Como planteó Simone Weil, quizás deberíamos “tener suficiente valor intelectual como para preguntarnos si el término revolución es algo más que una palabra, si tiene contenido preciso, si no es, sencillamente, una de las numerosas mentiras suscitadas por el desarrollo”. Weil se lo pregunta cuando existen pruebas suficientes de que muchas de las revoluciones –sobre todo, las presentadas bajo la apariencia de victoria– fueron una manera de hacer desaparecer “cierta forma de opresión para instalar otra nueva forma de opresión”. O, ¿cómo ser libres en una sociedad que promueve la libertad? Deberíamos poner a prueba la palabra libertad, qué significa, a qué apelamos, ¿qué tipo de traducción de la realidad hacemos cuando llamamos a hacer uso de ella? Porque, quizás, el único espacio donde la libertad sigue teniendo sentido es relacionada al conocimiento, la educación.

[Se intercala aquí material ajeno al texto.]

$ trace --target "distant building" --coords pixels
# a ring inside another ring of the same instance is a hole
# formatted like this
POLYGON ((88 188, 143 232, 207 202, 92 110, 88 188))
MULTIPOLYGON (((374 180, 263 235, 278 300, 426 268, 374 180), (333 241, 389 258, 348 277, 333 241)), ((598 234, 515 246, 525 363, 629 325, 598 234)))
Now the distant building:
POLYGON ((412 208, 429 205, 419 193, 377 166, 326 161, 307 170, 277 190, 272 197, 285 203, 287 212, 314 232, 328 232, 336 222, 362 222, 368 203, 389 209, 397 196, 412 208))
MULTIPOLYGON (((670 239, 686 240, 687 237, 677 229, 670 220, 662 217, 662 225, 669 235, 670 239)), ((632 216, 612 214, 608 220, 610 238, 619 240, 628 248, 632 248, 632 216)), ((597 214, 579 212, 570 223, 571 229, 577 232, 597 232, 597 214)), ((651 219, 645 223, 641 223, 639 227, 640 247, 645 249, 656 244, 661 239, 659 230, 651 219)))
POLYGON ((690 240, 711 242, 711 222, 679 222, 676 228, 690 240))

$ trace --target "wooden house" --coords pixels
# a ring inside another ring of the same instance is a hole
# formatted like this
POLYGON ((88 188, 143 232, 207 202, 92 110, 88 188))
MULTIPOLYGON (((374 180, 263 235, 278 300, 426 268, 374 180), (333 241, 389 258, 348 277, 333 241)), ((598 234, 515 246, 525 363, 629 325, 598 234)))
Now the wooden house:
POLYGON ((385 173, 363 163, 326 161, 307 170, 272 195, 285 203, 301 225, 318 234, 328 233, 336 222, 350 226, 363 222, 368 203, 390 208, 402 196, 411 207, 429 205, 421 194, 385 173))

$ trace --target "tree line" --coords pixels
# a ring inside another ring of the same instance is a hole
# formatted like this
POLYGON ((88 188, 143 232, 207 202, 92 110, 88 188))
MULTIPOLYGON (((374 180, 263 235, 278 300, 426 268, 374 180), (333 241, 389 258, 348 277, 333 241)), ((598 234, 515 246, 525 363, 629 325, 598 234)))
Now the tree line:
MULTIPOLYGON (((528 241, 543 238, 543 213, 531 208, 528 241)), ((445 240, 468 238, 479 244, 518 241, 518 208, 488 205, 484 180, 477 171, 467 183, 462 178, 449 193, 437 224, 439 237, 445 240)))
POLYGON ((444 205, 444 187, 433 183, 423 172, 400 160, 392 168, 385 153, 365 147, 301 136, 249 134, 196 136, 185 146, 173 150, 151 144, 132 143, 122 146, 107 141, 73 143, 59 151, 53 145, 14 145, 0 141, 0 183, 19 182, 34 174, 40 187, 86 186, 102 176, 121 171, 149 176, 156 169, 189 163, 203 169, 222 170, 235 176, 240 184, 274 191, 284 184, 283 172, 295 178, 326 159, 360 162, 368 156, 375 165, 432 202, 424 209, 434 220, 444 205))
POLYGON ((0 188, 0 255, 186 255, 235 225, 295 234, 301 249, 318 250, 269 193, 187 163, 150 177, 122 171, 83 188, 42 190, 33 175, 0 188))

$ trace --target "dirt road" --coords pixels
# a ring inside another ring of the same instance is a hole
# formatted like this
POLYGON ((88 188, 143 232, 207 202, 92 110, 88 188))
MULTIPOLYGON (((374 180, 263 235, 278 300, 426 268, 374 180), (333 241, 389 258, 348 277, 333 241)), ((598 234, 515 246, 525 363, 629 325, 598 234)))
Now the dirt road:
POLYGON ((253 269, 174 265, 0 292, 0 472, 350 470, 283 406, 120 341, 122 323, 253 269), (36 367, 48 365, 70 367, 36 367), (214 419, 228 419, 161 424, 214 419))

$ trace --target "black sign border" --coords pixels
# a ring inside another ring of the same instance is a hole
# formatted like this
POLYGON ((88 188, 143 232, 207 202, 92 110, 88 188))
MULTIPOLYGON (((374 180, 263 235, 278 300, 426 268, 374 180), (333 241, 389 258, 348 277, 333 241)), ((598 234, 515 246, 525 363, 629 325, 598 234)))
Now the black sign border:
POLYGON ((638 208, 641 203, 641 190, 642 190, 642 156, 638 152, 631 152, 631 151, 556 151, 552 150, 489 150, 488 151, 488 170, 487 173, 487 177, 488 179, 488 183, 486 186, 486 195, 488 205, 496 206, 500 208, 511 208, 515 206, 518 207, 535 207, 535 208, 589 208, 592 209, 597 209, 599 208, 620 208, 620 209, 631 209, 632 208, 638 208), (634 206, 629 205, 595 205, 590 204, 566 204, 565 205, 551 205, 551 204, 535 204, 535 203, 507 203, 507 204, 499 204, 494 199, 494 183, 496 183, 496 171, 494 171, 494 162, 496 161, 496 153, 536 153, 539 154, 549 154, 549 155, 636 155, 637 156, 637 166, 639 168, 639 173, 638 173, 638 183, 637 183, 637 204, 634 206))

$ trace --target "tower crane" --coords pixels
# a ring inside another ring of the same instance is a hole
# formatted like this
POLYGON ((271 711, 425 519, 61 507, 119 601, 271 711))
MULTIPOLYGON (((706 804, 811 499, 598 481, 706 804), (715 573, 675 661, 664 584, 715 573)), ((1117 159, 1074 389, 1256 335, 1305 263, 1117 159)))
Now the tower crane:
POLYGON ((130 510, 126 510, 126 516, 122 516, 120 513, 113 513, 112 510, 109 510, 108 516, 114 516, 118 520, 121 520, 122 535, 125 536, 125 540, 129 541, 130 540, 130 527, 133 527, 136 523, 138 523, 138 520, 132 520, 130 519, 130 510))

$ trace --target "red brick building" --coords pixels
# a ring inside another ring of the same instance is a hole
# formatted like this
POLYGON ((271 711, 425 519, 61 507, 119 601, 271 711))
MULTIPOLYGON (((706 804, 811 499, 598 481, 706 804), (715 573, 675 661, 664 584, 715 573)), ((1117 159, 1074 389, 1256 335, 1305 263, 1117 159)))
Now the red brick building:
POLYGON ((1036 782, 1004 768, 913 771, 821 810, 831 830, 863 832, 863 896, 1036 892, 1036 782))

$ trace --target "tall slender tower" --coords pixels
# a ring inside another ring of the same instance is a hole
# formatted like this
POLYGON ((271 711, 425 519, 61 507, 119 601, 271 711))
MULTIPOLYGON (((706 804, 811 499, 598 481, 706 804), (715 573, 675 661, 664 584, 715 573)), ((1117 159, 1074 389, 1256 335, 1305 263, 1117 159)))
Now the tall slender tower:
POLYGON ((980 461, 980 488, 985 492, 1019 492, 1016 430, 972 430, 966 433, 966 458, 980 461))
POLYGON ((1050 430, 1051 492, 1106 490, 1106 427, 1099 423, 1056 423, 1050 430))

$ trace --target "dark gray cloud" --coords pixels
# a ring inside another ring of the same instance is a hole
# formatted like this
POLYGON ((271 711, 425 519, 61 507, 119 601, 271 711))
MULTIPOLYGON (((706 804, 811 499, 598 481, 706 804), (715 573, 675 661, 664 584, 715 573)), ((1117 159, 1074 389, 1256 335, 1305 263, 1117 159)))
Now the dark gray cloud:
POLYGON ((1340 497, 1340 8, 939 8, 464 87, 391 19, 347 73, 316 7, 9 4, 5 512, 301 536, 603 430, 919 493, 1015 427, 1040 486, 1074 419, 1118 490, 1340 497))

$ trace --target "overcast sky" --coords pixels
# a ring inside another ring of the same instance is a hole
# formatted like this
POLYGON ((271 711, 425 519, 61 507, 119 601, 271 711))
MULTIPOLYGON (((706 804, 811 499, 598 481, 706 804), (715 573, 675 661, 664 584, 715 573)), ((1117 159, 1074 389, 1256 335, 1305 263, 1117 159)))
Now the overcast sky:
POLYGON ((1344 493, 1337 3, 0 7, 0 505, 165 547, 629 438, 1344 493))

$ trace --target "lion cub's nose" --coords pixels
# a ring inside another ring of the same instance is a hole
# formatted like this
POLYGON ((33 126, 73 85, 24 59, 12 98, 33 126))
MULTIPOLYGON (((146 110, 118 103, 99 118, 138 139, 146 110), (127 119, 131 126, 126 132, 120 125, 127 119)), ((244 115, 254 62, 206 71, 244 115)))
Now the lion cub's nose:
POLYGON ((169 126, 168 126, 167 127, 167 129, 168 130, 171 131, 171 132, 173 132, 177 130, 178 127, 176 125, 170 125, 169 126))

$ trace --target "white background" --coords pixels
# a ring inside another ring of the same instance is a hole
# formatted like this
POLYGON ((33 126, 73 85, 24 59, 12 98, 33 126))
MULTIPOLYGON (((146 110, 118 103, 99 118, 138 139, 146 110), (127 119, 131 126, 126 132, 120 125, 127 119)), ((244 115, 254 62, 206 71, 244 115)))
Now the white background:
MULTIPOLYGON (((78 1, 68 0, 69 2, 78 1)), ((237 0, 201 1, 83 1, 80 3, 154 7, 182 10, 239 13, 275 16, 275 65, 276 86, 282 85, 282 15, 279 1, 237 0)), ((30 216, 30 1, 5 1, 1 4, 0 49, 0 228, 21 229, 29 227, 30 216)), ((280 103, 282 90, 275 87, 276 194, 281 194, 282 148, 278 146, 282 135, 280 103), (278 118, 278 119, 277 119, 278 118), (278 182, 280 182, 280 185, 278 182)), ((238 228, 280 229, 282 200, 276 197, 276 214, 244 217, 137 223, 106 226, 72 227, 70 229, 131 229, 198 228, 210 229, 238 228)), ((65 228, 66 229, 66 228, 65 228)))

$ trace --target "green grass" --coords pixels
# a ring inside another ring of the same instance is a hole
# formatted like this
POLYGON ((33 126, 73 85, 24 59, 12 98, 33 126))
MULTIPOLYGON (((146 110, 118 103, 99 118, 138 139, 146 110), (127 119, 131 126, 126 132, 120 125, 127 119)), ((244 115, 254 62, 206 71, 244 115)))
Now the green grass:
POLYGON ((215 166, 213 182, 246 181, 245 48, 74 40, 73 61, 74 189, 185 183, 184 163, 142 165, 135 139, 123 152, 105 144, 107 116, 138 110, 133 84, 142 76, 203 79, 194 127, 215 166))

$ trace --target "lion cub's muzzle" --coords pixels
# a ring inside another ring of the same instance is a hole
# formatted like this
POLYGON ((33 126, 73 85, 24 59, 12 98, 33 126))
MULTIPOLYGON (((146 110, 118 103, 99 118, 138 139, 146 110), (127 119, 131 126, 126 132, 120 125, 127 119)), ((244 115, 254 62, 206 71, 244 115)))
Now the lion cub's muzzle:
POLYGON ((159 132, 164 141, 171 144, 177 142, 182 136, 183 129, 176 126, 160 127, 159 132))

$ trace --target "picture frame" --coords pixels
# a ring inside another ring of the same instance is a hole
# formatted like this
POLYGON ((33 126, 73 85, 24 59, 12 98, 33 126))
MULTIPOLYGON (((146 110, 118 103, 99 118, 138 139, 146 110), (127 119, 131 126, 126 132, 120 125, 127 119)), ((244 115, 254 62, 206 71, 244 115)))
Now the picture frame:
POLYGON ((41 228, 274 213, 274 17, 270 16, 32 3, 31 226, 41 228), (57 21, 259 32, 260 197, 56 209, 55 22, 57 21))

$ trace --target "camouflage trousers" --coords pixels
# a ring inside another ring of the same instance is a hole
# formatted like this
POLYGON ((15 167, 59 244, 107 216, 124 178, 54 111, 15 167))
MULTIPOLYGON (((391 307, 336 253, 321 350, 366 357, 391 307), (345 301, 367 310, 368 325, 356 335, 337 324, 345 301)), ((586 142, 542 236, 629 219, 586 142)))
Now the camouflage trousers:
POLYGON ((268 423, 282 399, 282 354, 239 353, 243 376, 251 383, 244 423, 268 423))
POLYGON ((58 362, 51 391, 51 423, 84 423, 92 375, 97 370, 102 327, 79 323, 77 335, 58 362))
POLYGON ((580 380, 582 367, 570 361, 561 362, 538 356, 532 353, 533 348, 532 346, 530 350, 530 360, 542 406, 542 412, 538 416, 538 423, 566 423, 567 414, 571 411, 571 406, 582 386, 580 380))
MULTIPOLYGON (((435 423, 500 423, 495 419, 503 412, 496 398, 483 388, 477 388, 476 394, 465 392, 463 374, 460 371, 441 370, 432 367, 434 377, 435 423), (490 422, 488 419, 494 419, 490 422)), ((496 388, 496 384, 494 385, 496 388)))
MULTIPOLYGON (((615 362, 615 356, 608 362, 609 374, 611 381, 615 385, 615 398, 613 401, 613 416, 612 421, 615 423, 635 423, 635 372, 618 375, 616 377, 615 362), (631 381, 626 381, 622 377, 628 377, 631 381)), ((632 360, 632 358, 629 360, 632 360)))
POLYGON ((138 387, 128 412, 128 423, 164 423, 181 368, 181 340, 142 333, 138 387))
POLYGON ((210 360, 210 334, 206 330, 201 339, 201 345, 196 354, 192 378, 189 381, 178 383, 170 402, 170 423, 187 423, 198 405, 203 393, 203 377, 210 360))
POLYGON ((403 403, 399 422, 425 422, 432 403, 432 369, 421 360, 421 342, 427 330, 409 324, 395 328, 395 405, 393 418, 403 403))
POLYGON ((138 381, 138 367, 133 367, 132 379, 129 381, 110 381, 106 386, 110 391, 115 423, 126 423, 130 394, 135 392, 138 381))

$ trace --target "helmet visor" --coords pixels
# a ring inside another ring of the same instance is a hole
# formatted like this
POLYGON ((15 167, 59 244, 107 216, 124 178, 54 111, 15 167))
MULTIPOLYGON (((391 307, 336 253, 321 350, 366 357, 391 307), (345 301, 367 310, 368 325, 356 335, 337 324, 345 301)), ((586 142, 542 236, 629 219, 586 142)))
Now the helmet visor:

Pero la deuda que tenemos con nuestra educación pública es tan brutal, que la misma educación dejó de significar lo que alguna vez quiso decir “persona educada”. Tener conocimiento de una cantidad de datos, porque la formación se ha reducido a ecuaciones matemáticas, ese es el lenguaje que la domina, completar habilidades de manera que las cifras que arrojen las pruebas aseguren educación de “calidad”. Datos duros que no dicen nada, porque en la formación de un individuo existen matices que el lenguaje de las cifras no considera. Se dice “los programas son iguales para todos”, como si esa frase fuese garantía de realidad, de hechos concretos, como si un chico de La Pintana o más al sur, la isla de Lemuy, tuvieran las mismas oportunidades que otro de una escuela privada. Y ya que estamos aquí, la palabra oportunidad también debiera ponerse a prueba, porque ¿qué es una oportunidad?, ¿cuándo se produce?, ¿a quién le es dado recibirla? Las cifras no consideran casos, por lo menos, no de la manera en que el lenguaje traduce el cotidiano, alumbrando zonas oscuras, haciendo evidente la miseria. Las cifras son generalidades y las particularidades caen en un pozo del que ignoramos casi todo.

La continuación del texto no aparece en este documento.